Under the rules, group health plans, in seeking information for wellness programs, cannot attach a request for family medical history to any penalty or, as is far more common, any benefit.  I have some acquaintances that are happy about the possibility of not having the administrative headache with running their small businesses.  Long and short of all of it is that the process has evolved into an administrative nightmare that nobody likes and it takes time to review all the contracts and look for different options too to make sure they are making a good selection(s).   While we talk about the small employers here, as mentioned in this article there could be some big ones bailing too. 

The whole process of what employee benefit packages were set out to be years ago has evolved way beyond the initial design and with current technologies and economics today perhaps there’s a change in the air.  BD 

Millions of American workers could discover that they no longer have employer-provided health insurance as ObamaCare is phased in.

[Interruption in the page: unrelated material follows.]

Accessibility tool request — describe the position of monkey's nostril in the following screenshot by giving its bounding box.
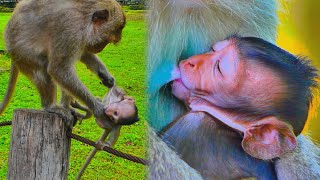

That's because employers are quickly discovering that it may be cheaper to pay fines to the government than to insure workers.

AT&T, Caterpillar, John Deere and Verizon have all made internal calculations, according the House Energy and Commerce Committee, to determine how much could be saved by a) dropping their employer-provided insurance, b) paying a fine of $2,000 per employee, and c) leaving their employees with the option of buying highly-subsidized insurance in the newly created health-insurance exchange.

If this same worker goes to the health-insurance exchange, however, the federal government will pay almost all the premiums, plus reimburse the employee for most out-of-pocket costs. All told, the CBO estimates the total subsidy would be about $19,400—almost $17,000 more than the subsidy for employer-provided insurance.

In general, anyone with a family income of $80,000 or less will get a bigger subsidy in the exchange than the tax subsidy available at work.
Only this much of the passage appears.